Все еще хихикая, они пробираются к доске, чтобы выполнить свою миссию. Но не успевают они начать, как Джек ощущает вдруг какое-то «ой», которое озаряет их двоих иногда, непредсказуемо. Он замирает, покрываясь гусиной кожей — ощущения такие, будто он наступил на провод под током. Голова кружится.
— Ой, — говорит Джилли, тоже это ощутившая. — Мурашки по всей шкуре.
— Прятаться надо, — решает Джек. — Быстро!
На горьком опыте оба знают, что когда доходит до таких озарений, нет времени задавать вопросы или пытаться понять, в чем дело. Предупреждение дается максимум за несколько секунд. Обычно один из них — тот, кто не будет затронут случившимся, — ощущает отчетливые покалывания, вроде как ток бежит по позвоночнику, но иногда дело впрямую касается сразу обоих, и тогда — вот как сейчас — ощущение возникает и у Джека, и у Джилл, и усиливается какой-то парапсихической петлей обратной связи. Это не то чтобы больно, но и удовольствием тоже не назовешь.
Джилли действует первой. Она оттаскивает стул от учительского стола, выключает фонарь и тащит Джека на пол.
— Сюда, — шипит она.
Под столом хватает места как раз для них двоих — пусть и без комфорта, прижав колени к груди. Они вползают туда, Джек подтягивает стул на место, выключает фонарь. Кругом непроницаемая тьма, насыщенная запахом пыли, старого дерева и книг, будто они втиснулись в библиотеку размером с ореховую скорлупу. Где-то вдалеке завывает Белль, приглушенная тяжелой шторой да стуком сердец, бьющихся в унисон. Скорчившись, Джек и Джилли затихают, едва смея дышать.
Ручка поворачивается с металлическим щелчком, от которого Джек, хоть и ожидал того, вздрагивает. Шлепают по полу босые ноги, будто спеша и таясь. Внутренний сигнал тревоги у Джилли и Джека уже отключился, что было бы облегчением, если б не сменивший тревогу напряженный страх быть застуканными. Девчоночье хихиканье, чей-то голос говорит: «шшш!» — потом дверь плотно закрывается. Под край стола заглядывает луч фонарика, и Джек сжимается, хотя знает, что это не их ищут: тот, кто держит фонарь, просто на скорую руку обшаривает класс, как только что делал сам Джек. Он ощущает что-то вроде дежа-вю, но по-другому, какое-то странное чувство, будто это вошли он и Джилли, только какие-то ранние их версии, и сейчас повторят все их действия, как в первый раз. Когда Джилли берет его за руку, он с благодарностью жмет ей руку в ответ.
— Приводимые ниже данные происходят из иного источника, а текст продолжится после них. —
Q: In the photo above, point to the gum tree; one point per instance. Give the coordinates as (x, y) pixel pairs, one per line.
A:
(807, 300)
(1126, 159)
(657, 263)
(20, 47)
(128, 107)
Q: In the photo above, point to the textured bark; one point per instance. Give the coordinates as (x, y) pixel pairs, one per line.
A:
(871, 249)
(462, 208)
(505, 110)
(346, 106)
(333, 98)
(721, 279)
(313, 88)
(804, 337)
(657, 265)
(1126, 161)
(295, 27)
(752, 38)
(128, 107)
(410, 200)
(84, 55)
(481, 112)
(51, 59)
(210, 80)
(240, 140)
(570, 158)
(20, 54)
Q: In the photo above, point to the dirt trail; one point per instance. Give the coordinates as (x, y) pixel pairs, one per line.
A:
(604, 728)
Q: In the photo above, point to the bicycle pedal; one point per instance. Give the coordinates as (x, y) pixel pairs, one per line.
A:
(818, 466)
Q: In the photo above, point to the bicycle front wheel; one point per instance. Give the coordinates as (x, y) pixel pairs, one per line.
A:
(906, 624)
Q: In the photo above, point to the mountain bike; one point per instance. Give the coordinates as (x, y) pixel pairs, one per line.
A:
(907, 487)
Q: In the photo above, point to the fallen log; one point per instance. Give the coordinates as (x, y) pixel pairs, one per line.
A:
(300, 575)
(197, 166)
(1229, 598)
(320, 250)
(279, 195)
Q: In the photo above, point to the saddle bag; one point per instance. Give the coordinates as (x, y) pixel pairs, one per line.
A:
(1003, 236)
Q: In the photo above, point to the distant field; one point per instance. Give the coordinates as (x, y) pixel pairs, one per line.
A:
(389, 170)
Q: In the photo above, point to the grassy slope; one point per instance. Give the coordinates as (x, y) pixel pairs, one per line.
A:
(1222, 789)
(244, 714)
Шаги приближаются к столу, останавливаются. Скрипит столешница — кто-то на нее уселся. По другую сторону стола вразнобой стучат пятки.
— Чего ты ждешь? — спрашивает голос — голос Эллен. — Приглашения?
— Разве ты не знаешь, что терпение — добродетель? — смеется в ответ дядя Джимми.
— На хрен твою добродетель! И вообще я была терпелива.
— Это ты называешь терпением? Да ты ж слюни пускаешь!
— Грубо. И неправда.
— Я создал монстра, — говорит он в стиле Бориса Карлова.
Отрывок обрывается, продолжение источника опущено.